次に「世界」を万博会場という箱庭に収めて今更眺める必要など毛頭ない。見たければ旅行会社へ行けばよい。次に、万国博覧会が前提とした「世界」が変ってしまったのではないのか。

 日露戦争が始る二年前の1903年に出たブロックハウス百科辞典に「万博は普遍的な性格の工業と貿易の展示であるが、、、同時にどの参加国も自国の固有な性格を表現しようと骨折る場である」という記述が見られる。ということは、万博とは19世紀に勢揃いしはじめたネーション・ステート(国民国家)、当時の日本語でいうと「万国」がお国柄の表現を競い合う場所であったのである。
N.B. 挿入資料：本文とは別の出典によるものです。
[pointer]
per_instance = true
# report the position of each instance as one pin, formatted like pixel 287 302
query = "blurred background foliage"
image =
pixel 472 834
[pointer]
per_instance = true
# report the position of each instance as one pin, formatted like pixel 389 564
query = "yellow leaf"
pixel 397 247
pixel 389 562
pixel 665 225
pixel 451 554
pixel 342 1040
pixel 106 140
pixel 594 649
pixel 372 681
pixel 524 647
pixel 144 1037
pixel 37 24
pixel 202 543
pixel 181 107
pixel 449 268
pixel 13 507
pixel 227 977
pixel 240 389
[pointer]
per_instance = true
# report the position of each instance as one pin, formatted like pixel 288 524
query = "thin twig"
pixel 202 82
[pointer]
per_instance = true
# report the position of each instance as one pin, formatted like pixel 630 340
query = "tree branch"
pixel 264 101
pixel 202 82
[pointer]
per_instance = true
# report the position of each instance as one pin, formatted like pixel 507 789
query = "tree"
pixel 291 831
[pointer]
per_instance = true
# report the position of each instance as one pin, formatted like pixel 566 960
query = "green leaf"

 「工業と貿易」のための展示という万博が昔もっていた役割も業界毎に開かれる見本市によって取って代られた。また「ボーダーレス」や「グローバリゼーション」というコトバが示唆するように、国家を唯一の単位として「万国がそのお国柄を各々競い合った」国際社会も、少なくとも以前と同じようには存在していないのである。どうせ「万国が競い合う」なら、多くの人々にとってはっきりしない「お国柄」よりスポーツのほうが良いようである。

 ●ドイツ語を耳にすることなく育つトルコ人児童

 もう人々が万博に足を向けなくなった国際社会を私達はどのように考えたらよいのだろうか。私はアンビバレントである。時々悲観的にならざるおえない。かなり前、ルール地方の「鉄の町」デュースブルクを訪れ、教育関係者と話すことがあった。

 この町はトルコ人労働者とその家族が住民の五分の一近くを占める。昔は、ドイツで生まれ育ったトルコ人児童が小学校へ行く年齢までドイツ語に接触しないことなど考えられなかったそうである。ところが、1990年ぐらいを境にしてトルコ人就学児童のうちでドイツ語をいっさい話さない子供の数がどんどん増加している。
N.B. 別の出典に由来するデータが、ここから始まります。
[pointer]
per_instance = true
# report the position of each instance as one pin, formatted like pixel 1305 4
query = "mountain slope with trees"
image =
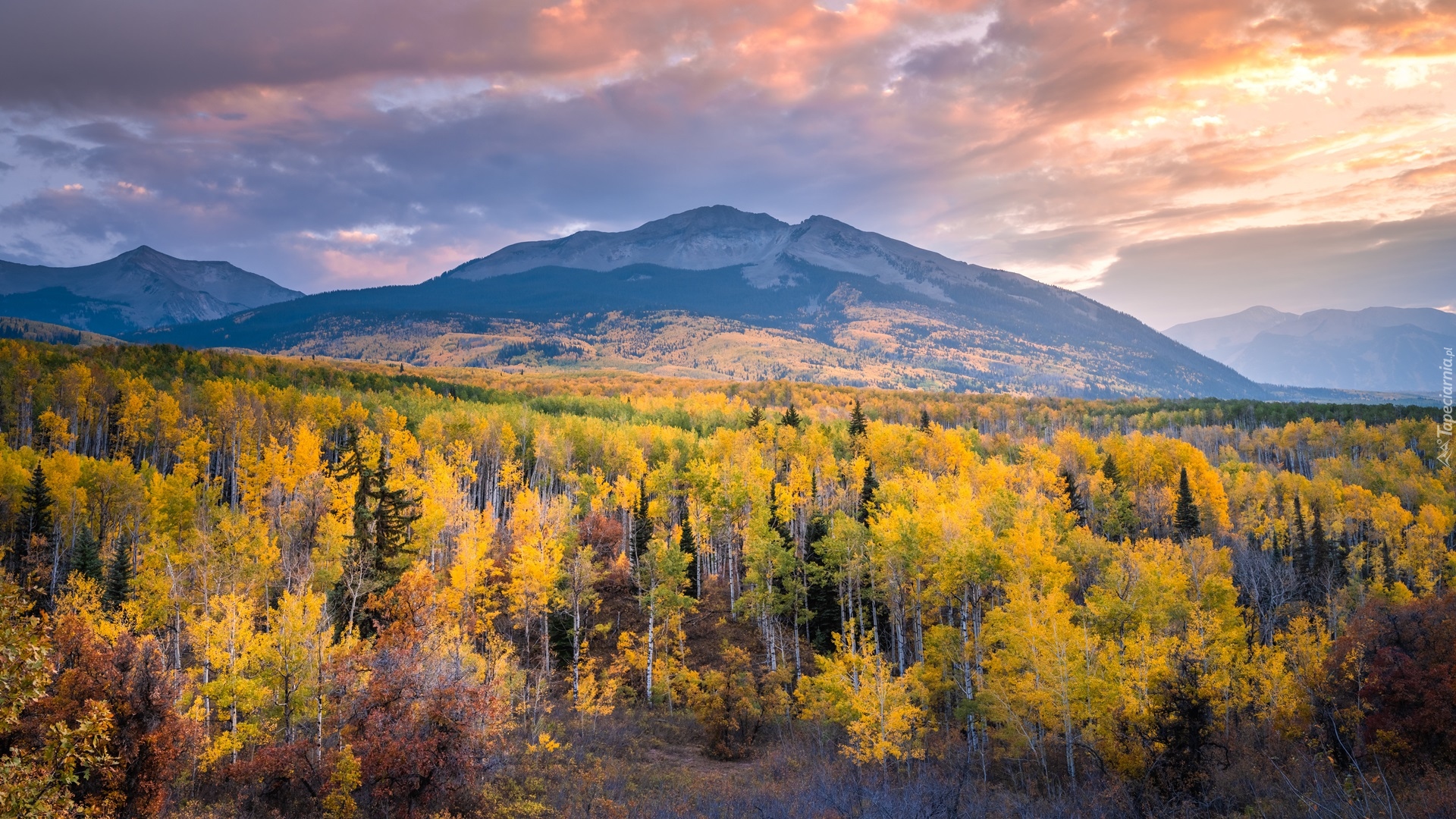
pixel 351 591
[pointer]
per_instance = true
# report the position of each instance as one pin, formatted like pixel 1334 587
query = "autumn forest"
pixel 246 586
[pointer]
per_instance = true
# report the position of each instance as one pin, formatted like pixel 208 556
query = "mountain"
pixel 136 290
pixel 52 333
pixel 723 293
pixel 1378 349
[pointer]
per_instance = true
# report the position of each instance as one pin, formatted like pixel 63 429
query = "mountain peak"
pixel 766 251
pixel 137 289
pixel 711 218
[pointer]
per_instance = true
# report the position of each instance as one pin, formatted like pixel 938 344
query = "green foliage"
pixel 118 577
pixel 1185 512
pixel 86 556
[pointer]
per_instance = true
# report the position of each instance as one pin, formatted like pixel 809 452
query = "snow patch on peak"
pixel 721 237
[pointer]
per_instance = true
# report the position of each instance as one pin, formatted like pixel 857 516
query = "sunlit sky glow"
pixel 1174 158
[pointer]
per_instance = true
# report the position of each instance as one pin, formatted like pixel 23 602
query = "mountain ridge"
pixel 1376 349
pixel 752 297
pixel 134 290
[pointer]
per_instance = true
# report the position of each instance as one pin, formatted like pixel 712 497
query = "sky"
pixel 1177 159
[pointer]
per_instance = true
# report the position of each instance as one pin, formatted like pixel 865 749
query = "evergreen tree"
pixel 856 420
pixel 641 523
pixel 691 550
pixel 867 493
pixel 382 521
pixel 118 579
pixel 36 518
pixel 86 556
pixel 1069 485
pixel 394 515
pixel 1326 567
pixel 1304 564
pixel 791 417
pixel 1110 472
pixel 1185 512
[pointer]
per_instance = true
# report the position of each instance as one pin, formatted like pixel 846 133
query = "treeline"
pixel 256 585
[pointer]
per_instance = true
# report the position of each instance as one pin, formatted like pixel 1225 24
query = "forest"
pixel 259 586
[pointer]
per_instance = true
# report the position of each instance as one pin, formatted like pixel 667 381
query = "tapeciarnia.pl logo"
pixel 1443 431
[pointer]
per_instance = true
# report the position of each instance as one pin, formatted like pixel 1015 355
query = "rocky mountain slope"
pixel 136 290
pixel 721 293
pixel 1378 349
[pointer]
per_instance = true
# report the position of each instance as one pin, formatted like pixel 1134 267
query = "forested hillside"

 このような傾向の原因として、私が話した教育関係者は、一般的には「グローバリゼーション」と呼ばれている現象を、特に衛星放送やインターネットといったものの発達と普及を挙げた。例えばかつてはテレビもドイツ語の放送しかなかったのが、今ではトルコ本国と同じように多くのトルコ語チャンネルがドイツで受信可能である。

 以前は必要に迫られてかもしれないが、多くのトルコ人がドイツ語を勉強した。ところが、今や通信技術の発達のおかげでマンションのなかでもトルコ文化圏が成立する。その結果自国文化圏から出ることもなく、彼らの子供達もいっさいドイツ語を耳にすることなく就学年齢を迎える。

 このままで行くと、「多文化社会」とは複数の文化が社会でなく、単に同一空間内にお互いに対話することもなく並存するだけのことになってしまうのではないのか。この状態は長い間「多文化社会」の実現に努力した人々が本当に望んだことではない。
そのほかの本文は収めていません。